いまどき島根の歴史

第68話 島根の近代鋳物師・遠所家

土橋由奈 特任研究員

(2023年2月21日投稿)

 松江藩には、鋳物《いもの》の製造や販売を行っていた釜甑方《ふそうかた》という直営の役所がありました。明治時代以降、その流れをくむ形で銅器の鋳造《ちゅうぞう》を営んでいたのが遠所家《えんじょけ》です。

 遠所家の詳しい来歴は不明ですが、同家の古文書に釜甑方の役職任命書などが残っていることから、少なくとも幕末ごろには釜甑方の鋳造に携わっていたようです。明治時代に入ると釜甑方は廃止され、工場跡地や道具・鋳物製品などが民間に払い下げられます。その払い下げ先の一つに遠所家も含まれていました。その後、同家は1889(明治22)年に松江市乃木《のぎ》で鋳造所を開業します。

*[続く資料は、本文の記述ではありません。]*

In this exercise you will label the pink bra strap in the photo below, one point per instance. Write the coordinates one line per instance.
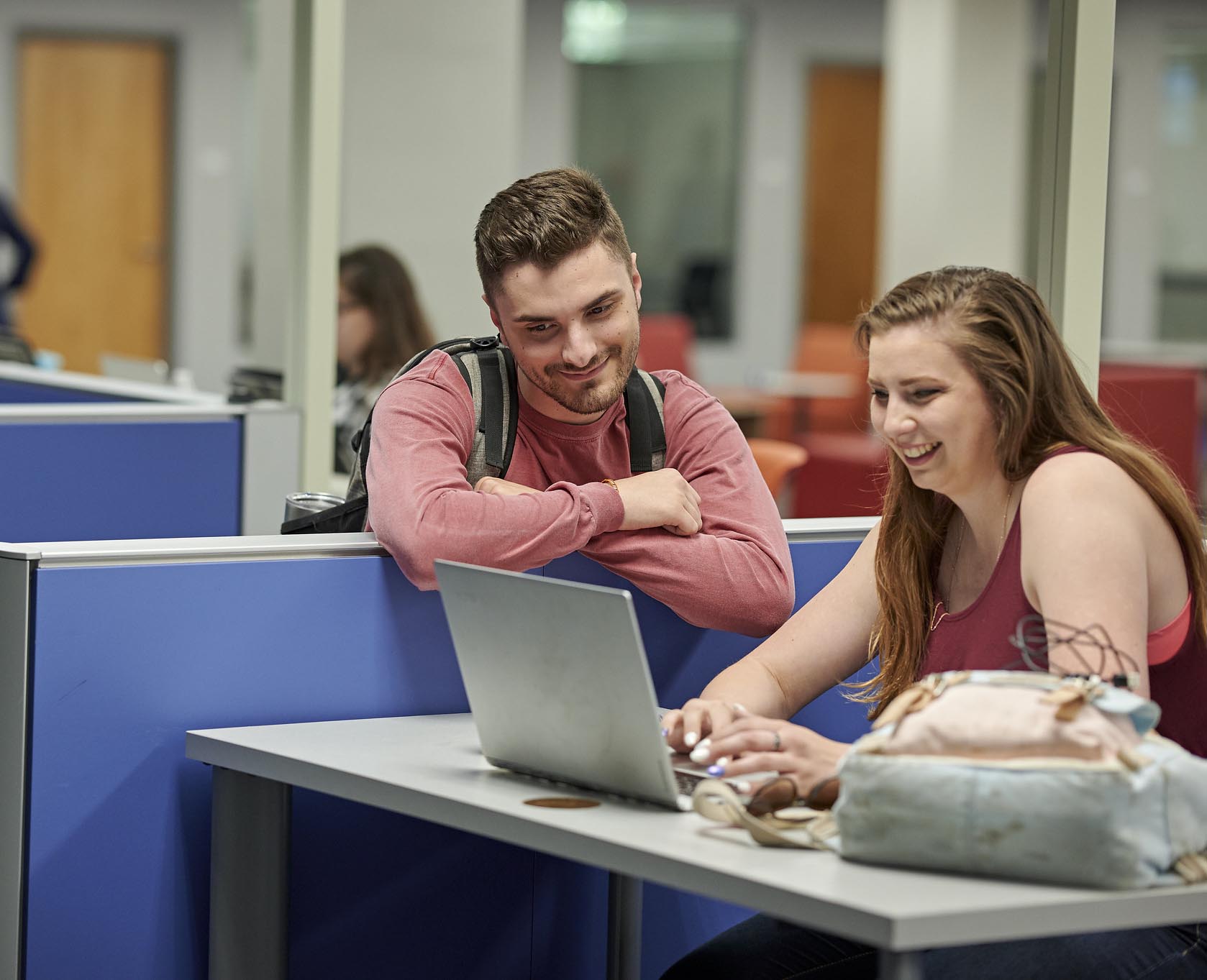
(1165, 642)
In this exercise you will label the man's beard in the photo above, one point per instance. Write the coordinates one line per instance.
(596, 395)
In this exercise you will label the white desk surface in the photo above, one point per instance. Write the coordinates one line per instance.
(431, 768)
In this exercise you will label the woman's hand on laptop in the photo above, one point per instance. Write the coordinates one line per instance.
(751, 743)
(685, 727)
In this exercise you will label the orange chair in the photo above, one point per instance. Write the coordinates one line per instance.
(668, 342)
(827, 348)
(778, 462)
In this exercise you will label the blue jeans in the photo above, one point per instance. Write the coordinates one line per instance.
(765, 949)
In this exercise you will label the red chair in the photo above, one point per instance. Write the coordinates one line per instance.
(668, 342)
(1159, 406)
(844, 478)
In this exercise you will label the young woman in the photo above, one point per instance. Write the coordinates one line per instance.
(1009, 493)
(379, 327)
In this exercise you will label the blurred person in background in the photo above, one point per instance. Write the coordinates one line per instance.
(381, 326)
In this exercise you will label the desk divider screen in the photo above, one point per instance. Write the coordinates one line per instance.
(91, 480)
(127, 656)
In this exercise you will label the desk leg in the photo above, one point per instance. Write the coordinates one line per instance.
(899, 966)
(623, 927)
(249, 878)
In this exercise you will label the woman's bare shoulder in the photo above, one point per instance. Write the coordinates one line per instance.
(1075, 487)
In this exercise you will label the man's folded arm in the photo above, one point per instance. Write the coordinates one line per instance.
(737, 572)
(422, 507)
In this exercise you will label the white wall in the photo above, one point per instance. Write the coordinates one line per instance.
(431, 133)
(1143, 28)
(204, 234)
(448, 103)
(954, 139)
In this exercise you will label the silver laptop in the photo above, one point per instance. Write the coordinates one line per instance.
(558, 682)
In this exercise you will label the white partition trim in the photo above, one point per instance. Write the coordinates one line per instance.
(270, 462)
(267, 547)
(14, 606)
(828, 529)
(74, 414)
(174, 549)
(98, 384)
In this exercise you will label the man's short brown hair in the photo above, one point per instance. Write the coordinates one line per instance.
(542, 220)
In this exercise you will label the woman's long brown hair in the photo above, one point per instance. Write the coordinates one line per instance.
(1003, 334)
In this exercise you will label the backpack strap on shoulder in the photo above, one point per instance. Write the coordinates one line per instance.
(644, 413)
(489, 371)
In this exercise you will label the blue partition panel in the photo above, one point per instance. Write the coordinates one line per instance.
(128, 658)
(116, 480)
(24, 393)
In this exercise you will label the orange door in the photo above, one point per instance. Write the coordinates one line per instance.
(94, 157)
(840, 193)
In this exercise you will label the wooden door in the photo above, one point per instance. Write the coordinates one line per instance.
(94, 165)
(840, 193)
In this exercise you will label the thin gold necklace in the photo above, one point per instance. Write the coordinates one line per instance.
(936, 615)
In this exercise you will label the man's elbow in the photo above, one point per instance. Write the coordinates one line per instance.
(411, 557)
(769, 610)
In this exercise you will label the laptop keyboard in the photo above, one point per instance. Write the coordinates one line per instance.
(686, 782)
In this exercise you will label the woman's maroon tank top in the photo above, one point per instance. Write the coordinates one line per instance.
(978, 638)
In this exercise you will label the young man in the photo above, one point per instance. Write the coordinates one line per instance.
(701, 535)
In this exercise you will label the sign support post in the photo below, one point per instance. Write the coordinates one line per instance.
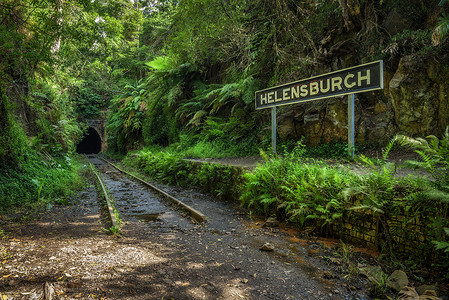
(357, 79)
(351, 127)
(273, 129)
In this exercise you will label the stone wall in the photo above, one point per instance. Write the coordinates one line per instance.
(403, 233)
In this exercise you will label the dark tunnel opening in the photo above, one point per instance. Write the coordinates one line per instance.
(90, 144)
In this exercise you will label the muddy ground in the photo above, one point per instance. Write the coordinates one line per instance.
(164, 255)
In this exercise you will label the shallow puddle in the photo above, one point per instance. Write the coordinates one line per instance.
(146, 218)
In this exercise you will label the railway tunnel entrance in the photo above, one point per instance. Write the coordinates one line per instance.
(91, 143)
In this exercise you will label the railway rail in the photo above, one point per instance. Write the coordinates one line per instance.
(223, 258)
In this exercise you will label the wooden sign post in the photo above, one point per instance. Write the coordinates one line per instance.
(362, 78)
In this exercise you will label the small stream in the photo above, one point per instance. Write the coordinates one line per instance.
(228, 244)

 遠所家の古文書の中には、明治~昭和時代に受注・制作した鋳造品の覚書《おぼえがき》(メモ)が残されています。今回はその覚書から、遠所家がどんな鋳物を作っていたのか探ってみましょう。

 まずは戦前の作品です。明治~昭和初期にかけては花瓶・砂鉢《すなばち》などの花器《かき》や茶道具を多く作っており、博覧会や共進会《きょうしんかい》と呼ばれる展覧会に出品していました。博覧会・共進会は、事業者の出品を通して産業を奨励しようという明治政府以来の殖産興業《しょくさんこうぎょう》政策の一環でした。遠所家は、各地の展覧会へ出品することで全国に販路を拡大していったようです。

1922(大正11)年の平和博覧会に出品された砂鉢の写真。美しい装飾に展覧会隆盛時の華やかな雰囲気を感じられる(松江歴史館写真提供)

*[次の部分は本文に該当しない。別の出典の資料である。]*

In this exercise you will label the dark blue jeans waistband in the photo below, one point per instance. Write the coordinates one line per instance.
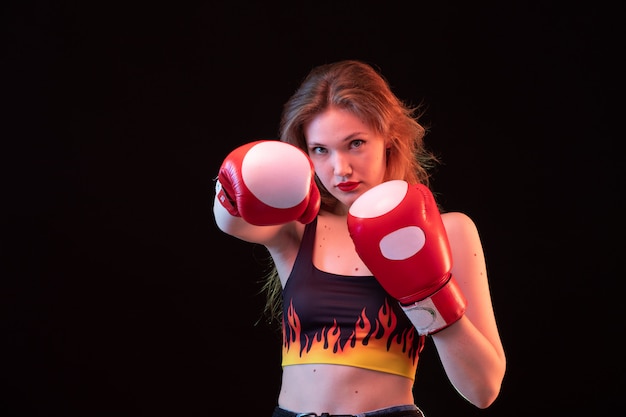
(395, 411)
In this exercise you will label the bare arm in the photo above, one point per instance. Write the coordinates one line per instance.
(471, 350)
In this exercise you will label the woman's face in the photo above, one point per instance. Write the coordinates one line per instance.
(349, 157)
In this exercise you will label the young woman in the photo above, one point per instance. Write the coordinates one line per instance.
(351, 336)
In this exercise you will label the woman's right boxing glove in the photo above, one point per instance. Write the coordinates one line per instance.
(268, 182)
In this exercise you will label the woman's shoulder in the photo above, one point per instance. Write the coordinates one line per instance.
(459, 224)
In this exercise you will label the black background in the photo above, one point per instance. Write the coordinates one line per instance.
(121, 298)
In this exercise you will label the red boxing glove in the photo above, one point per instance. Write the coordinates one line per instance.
(268, 182)
(398, 232)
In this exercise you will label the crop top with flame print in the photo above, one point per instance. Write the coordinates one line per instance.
(344, 320)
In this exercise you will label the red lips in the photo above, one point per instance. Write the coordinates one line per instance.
(347, 186)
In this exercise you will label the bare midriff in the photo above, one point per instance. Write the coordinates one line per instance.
(338, 389)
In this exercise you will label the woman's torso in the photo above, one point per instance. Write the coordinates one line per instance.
(333, 388)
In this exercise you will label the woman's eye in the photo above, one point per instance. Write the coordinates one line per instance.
(357, 143)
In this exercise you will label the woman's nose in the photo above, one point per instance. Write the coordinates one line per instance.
(342, 167)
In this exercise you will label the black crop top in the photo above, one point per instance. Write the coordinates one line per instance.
(344, 320)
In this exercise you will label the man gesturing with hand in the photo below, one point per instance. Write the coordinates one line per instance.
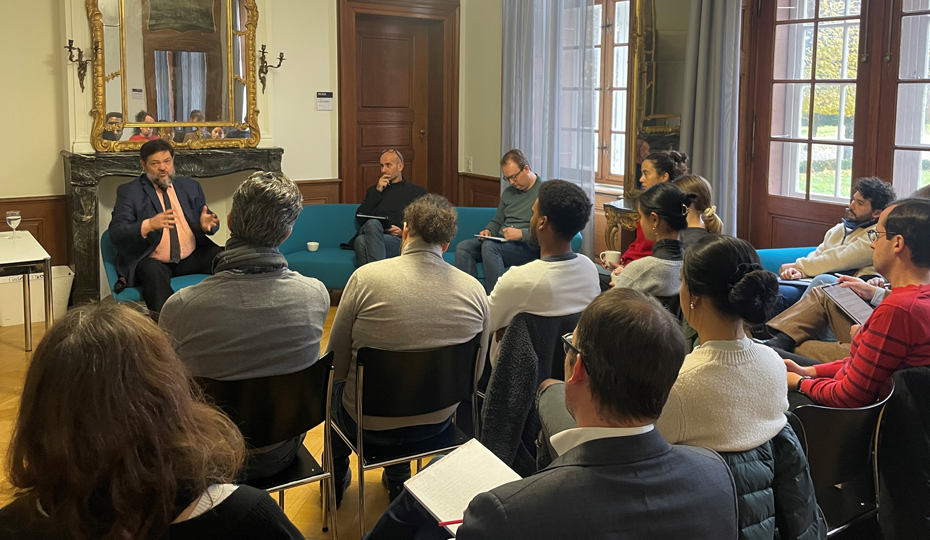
(160, 225)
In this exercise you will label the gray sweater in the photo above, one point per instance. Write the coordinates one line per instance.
(234, 326)
(416, 301)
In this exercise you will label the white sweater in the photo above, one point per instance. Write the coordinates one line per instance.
(730, 396)
(840, 252)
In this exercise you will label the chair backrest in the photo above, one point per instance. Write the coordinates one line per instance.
(269, 410)
(410, 383)
(838, 442)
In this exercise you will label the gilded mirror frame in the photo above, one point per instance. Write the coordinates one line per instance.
(100, 78)
(641, 82)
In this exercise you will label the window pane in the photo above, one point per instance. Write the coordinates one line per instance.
(911, 171)
(617, 153)
(790, 110)
(912, 127)
(622, 22)
(831, 172)
(834, 111)
(793, 51)
(621, 65)
(916, 5)
(837, 50)
(788, 169)
(839, 8)
(915, 47)
(619, 111)
(789, 10)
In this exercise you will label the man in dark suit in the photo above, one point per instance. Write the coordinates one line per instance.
(615, 476)
(160, 225)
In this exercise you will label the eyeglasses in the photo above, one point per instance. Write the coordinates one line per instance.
(567, 344)
(875, 234)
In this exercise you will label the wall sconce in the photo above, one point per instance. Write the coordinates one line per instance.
(82, 64)
(264, 67)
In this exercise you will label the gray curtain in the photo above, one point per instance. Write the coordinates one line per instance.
(548, 91)
(711, 93)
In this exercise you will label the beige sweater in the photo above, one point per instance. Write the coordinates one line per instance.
(839, 252)
(730, 396)
(413, 302)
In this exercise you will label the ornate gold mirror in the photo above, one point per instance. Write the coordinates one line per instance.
(658, 37)
(180, 70)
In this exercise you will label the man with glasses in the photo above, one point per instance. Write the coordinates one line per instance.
(381, 214)
(510, 223)
(897, 334)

 遠所家は地域の鋳物も手がけていました。特に多かったのが擬宝珠《ぎぼし》(橋や寺社の欄干《らんかん》に付ける飾り)です。他にも、学校や役場に設置する半鐘《はんしょう》(小型の釣鐘《つりがね》)、鳥居や忠魂碑《ちゅうこんひ》など大型の鋳造品も請け負っていました。

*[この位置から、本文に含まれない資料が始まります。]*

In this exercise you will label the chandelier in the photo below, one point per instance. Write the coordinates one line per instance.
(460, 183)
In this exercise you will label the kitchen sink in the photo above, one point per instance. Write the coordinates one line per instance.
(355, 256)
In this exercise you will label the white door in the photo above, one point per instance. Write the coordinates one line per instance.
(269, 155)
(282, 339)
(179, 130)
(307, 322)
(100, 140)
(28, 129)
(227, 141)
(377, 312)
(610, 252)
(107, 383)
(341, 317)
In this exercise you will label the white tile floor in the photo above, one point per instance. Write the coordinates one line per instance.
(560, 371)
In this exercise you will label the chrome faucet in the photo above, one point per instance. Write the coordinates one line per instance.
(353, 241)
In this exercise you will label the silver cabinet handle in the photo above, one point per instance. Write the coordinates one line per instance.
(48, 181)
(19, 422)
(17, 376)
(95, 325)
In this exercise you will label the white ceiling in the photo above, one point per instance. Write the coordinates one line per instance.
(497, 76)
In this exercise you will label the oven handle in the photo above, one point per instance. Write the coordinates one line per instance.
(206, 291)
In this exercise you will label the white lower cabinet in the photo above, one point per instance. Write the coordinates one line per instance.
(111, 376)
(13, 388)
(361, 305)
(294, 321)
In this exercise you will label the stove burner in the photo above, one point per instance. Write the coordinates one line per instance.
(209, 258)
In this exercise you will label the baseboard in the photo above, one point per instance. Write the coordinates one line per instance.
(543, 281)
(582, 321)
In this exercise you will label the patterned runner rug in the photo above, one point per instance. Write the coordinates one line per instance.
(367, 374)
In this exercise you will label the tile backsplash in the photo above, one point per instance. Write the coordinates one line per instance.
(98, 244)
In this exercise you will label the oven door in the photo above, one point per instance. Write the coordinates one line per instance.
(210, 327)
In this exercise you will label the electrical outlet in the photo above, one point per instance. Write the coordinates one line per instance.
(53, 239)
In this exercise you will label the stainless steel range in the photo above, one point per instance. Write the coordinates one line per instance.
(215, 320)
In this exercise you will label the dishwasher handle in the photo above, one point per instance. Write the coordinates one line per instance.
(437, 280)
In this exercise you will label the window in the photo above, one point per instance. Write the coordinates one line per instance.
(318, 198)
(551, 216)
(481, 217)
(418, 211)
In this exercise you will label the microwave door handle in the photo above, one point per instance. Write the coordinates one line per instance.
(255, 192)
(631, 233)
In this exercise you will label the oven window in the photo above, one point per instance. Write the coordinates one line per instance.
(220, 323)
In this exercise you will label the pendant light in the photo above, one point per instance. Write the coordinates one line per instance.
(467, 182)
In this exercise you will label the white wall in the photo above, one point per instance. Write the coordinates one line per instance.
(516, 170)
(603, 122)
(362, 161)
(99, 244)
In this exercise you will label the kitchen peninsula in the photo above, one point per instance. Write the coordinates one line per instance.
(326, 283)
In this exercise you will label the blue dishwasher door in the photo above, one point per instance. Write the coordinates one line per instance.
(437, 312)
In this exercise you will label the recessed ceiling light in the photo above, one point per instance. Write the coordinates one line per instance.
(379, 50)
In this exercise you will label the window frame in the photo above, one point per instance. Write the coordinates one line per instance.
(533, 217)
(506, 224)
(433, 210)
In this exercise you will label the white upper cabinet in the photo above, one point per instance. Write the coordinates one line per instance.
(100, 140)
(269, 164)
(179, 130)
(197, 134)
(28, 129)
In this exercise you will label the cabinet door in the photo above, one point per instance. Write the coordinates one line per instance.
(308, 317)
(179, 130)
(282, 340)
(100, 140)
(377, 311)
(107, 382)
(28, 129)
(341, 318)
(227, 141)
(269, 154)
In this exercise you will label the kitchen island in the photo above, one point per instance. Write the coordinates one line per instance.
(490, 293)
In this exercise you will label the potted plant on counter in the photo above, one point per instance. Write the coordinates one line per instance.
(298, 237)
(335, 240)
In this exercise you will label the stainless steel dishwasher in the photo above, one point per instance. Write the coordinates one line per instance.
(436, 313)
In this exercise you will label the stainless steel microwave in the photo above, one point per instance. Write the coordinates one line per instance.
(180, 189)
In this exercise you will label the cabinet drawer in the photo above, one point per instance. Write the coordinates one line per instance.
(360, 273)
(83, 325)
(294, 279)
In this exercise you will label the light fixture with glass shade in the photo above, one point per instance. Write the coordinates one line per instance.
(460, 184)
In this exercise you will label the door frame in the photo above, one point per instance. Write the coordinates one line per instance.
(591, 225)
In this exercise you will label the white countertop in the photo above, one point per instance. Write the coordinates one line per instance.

 戦後は、島根県内の銅像の銘板《めいばん》や碑文、施設の銘板、記念碑、橋の擬宝珠などを制作していました。松江大橋や出雲大社祓橋の擬宝珠、島根大学正門の銘板、島根県民会館の文字板なども手がけていたようです。遠所家の鋳造所は2000(平成12)年に閉鎖され、これが島根の美術鋳物の終焉《しゅうえん》となりました。

現存している遠所家鋳造品の一つ、松江市千鳥町の小泉八雲記念碑。1967年完成(松江歴史館写真提供)

 花器・茶道具などの美術鋳物は、現代の一般家庭ではあまり見かけなくなりました。しかし、遠所家が地域の鋳物として作った作品は、今でもさまざまなところに残っています。日々の暮らしや風景にある鋳物、そしてその背景を知ることは、既製品であふれる現代において、あらためて「もの」が持つ力について考えるきっかけになると感じています。